The question is how soon Melvin will be summoning O’Flaherty. The lefty is eight months removed from reconstructive elbow surgery, and the general timetable is 12-18 months recovery time for pitchers.
Forst said O’Flaherty received a thorough examination before the signing and that the A’s are pleased with his progress.
A National League scout who has watched O’Flaherty extensively described him as an aggressive pitcher who pitches to contact and is effective throwing on back-to-back days.
“I always thought of him as a strong, durable guy,” the scout said. “I’d think he would bounce back from (surgery) fairly well.”
Until O’Flaherty is healthy, Forst identified Abad and recently acquired Drew Pomeranz as potential lefty relief options in front of Doolittle. But Pomeranz is also a starting candidate.

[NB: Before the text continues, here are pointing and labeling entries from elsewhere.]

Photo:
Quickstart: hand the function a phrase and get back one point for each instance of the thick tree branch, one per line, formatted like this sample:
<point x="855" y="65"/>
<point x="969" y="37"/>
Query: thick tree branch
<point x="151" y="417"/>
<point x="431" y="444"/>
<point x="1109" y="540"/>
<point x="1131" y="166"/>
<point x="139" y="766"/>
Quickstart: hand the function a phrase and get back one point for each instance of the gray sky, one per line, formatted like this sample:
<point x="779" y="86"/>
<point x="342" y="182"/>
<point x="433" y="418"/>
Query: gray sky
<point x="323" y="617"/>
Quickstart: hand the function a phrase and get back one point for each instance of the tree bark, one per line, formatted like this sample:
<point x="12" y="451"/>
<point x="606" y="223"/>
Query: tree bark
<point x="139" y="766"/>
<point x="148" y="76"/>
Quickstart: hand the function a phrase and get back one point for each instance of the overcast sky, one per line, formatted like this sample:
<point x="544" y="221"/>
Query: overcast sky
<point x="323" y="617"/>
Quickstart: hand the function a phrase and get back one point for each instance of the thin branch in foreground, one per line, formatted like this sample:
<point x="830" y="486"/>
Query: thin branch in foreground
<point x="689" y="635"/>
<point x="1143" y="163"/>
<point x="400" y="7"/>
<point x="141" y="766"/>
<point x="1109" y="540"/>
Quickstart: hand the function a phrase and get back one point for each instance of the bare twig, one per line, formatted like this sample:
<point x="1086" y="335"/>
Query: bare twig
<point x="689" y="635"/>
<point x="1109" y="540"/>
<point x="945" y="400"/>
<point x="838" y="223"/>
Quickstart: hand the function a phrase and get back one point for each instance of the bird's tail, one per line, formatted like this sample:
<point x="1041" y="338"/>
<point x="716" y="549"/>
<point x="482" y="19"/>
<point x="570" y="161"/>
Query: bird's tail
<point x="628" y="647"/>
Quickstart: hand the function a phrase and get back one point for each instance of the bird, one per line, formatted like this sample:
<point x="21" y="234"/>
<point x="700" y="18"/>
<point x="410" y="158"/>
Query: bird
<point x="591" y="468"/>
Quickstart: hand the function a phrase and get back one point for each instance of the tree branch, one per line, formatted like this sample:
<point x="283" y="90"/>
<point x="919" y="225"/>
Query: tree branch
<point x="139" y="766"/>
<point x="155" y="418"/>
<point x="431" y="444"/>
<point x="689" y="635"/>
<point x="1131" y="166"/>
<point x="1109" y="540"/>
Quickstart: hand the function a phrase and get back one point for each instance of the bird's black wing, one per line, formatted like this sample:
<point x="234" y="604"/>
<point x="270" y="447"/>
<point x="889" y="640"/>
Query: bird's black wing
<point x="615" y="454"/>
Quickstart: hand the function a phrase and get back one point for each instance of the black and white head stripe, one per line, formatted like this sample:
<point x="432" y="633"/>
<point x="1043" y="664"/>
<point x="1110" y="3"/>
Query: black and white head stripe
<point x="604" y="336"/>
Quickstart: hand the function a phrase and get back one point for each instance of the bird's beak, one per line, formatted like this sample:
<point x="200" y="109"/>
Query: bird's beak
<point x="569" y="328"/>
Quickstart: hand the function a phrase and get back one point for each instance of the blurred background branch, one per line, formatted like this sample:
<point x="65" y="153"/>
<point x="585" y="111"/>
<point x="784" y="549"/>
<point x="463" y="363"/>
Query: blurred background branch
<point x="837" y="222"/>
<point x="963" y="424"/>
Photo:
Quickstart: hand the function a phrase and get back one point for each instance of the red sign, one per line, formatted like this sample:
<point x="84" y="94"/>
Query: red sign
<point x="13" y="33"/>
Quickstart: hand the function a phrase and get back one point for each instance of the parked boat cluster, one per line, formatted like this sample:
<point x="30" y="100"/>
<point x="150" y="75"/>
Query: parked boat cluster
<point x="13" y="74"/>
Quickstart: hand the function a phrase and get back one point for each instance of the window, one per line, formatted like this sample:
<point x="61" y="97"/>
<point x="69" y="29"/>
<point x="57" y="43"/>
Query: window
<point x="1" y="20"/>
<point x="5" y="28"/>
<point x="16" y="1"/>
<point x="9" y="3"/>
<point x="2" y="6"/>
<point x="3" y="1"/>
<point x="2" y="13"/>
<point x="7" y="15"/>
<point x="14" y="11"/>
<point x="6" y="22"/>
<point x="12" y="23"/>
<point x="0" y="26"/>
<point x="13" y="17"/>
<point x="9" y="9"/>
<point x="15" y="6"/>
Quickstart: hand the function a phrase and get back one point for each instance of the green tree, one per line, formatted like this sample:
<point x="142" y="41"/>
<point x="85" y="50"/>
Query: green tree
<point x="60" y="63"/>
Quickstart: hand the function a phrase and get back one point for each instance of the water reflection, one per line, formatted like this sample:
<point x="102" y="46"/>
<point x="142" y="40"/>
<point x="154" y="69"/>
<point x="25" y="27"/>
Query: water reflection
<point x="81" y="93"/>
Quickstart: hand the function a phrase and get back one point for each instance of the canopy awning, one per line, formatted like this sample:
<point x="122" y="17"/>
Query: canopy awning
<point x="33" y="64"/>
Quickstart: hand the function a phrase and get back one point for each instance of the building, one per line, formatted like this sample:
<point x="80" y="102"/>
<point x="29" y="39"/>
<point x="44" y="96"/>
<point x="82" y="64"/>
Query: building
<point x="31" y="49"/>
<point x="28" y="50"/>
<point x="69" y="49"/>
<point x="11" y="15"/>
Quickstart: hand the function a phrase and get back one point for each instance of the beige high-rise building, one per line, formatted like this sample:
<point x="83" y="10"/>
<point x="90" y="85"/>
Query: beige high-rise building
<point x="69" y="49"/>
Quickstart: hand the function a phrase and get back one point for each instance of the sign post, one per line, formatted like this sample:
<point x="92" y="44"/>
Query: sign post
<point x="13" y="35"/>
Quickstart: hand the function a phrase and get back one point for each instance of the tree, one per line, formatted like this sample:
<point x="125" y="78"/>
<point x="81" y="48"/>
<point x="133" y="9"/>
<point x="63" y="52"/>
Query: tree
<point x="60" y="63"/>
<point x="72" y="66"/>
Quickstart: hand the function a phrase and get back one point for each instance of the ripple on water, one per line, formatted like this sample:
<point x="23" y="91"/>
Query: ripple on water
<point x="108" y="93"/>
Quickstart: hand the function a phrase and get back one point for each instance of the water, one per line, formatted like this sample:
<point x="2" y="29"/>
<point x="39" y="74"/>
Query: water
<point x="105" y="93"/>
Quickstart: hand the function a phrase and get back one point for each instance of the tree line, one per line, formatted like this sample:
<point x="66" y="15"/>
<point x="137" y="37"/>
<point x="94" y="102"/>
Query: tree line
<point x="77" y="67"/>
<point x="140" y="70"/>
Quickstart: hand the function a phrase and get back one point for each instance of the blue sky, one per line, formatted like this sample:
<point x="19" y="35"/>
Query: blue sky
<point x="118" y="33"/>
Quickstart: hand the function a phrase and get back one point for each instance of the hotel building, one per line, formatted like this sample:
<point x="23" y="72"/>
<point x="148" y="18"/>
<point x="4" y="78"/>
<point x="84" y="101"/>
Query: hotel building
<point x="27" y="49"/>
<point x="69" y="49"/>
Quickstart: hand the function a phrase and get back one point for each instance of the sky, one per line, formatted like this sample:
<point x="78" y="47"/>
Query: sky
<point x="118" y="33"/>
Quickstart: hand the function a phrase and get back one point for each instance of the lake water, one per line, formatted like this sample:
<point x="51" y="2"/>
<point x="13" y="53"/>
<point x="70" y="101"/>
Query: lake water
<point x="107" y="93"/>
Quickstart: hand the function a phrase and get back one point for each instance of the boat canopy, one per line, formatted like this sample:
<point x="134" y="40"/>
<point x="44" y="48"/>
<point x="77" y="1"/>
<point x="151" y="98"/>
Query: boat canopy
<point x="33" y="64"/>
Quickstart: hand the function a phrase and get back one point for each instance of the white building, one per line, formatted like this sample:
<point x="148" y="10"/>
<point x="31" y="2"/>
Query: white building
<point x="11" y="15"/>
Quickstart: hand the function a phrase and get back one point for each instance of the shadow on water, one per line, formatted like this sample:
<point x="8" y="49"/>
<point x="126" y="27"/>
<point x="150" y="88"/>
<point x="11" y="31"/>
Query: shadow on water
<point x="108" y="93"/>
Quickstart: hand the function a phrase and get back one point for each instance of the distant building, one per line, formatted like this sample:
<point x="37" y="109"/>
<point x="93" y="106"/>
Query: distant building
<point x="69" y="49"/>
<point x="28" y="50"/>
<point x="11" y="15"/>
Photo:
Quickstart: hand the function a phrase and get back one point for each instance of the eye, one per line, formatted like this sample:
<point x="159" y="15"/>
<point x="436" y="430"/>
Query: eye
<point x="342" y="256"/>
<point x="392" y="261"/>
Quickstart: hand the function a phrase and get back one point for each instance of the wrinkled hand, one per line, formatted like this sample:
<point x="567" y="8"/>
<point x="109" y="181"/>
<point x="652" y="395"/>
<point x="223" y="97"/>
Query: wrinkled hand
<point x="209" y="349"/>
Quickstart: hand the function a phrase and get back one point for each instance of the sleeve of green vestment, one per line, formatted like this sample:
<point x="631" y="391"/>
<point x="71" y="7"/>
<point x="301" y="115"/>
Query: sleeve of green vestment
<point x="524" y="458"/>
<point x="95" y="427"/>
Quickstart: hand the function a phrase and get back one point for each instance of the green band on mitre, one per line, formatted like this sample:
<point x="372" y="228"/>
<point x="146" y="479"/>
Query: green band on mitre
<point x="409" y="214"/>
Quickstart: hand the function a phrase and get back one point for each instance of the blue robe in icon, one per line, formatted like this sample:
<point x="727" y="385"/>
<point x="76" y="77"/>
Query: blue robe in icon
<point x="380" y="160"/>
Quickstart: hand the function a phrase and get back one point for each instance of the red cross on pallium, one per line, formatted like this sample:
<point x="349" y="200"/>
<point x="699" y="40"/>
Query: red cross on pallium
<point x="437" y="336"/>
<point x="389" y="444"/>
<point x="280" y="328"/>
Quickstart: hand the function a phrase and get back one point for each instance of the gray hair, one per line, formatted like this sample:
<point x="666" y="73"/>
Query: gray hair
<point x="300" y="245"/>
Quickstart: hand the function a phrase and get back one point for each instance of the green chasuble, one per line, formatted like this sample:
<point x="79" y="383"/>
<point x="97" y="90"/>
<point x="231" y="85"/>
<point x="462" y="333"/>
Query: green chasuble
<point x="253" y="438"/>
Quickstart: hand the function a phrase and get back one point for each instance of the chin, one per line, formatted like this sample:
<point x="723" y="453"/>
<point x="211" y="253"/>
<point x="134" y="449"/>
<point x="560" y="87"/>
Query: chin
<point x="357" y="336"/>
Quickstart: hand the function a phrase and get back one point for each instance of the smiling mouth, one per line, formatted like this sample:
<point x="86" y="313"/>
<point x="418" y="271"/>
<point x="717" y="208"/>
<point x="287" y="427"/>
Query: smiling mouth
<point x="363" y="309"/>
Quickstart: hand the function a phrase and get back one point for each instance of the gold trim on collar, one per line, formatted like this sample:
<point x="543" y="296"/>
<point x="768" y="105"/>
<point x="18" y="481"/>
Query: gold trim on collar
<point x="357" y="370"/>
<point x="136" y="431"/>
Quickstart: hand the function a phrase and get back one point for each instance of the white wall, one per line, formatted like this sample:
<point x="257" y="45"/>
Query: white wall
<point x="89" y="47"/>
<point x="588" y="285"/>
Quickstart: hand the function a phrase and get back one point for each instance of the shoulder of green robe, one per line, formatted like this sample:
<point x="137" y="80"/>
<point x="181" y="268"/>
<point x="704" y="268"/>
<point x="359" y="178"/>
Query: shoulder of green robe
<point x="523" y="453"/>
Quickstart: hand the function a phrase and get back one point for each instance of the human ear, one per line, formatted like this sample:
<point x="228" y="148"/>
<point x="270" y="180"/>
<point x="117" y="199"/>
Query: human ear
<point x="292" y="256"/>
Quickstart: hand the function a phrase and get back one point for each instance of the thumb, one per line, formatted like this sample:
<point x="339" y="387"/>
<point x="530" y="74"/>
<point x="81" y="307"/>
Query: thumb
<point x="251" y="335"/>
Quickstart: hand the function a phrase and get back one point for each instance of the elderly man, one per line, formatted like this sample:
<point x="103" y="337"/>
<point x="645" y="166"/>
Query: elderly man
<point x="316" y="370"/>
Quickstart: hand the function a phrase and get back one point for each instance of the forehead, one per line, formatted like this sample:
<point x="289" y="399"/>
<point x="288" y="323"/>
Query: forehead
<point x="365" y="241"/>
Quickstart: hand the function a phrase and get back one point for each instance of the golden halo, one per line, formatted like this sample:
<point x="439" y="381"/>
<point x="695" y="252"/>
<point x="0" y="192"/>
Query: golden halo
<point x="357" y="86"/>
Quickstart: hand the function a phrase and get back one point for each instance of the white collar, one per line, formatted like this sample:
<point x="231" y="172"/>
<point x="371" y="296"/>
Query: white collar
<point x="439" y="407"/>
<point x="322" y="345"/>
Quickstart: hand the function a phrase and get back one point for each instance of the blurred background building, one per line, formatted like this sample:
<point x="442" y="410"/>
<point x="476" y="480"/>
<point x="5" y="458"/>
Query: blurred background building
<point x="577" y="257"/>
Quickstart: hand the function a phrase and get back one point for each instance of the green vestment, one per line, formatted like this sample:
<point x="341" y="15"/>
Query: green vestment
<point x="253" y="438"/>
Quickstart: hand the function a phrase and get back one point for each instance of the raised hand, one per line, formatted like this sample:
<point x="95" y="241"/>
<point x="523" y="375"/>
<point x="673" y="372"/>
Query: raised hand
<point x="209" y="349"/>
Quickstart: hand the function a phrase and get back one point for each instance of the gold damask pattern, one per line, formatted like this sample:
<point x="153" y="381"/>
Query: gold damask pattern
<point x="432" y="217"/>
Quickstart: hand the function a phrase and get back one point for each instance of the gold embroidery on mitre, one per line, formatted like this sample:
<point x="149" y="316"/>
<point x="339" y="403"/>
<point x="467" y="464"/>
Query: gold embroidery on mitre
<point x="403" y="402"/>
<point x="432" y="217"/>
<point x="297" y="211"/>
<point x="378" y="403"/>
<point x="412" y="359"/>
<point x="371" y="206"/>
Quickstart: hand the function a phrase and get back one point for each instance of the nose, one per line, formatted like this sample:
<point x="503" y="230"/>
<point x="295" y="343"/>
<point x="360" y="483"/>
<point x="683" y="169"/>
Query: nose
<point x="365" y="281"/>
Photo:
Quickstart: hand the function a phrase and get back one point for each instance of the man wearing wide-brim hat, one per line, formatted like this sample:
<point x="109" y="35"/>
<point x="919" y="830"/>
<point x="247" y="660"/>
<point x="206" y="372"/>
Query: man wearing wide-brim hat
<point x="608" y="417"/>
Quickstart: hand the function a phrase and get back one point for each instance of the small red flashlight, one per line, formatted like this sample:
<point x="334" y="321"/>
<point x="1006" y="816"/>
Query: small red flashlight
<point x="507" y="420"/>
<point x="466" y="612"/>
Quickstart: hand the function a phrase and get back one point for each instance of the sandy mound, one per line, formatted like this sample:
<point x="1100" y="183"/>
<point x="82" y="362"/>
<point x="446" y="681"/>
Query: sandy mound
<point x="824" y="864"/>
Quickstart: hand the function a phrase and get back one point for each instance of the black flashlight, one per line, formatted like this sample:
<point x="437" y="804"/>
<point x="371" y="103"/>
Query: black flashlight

The A’s have had a busy offseason, though most of their moves have been to upgrade their pitching staff and add versatile role players such as outfielder Craig Gentry and infielder Nick Punto. There’s no indication of an effort to add an impact hitter, though Forst said the team is “open” to more moves. Oakland’s aggressiveness has been in line with the rest of the A.L. West.
The Rangers, who appear the biggest challengers to the two-time defending division champion A’s, added Fielder and Shin-Soo Choo. Seattle broke the bank to sign Cano.
“I don’t think we can or should try to keep up with other teams in our division,” Forst said. “Obviously, there’s a lot of money being spent. There’s a long way to go between now and September, but we’re very happy with the club we’ve put together.”
Outfielder Corey Brown was designated for assignment to make room on the 40-man roster for O'Flaherty.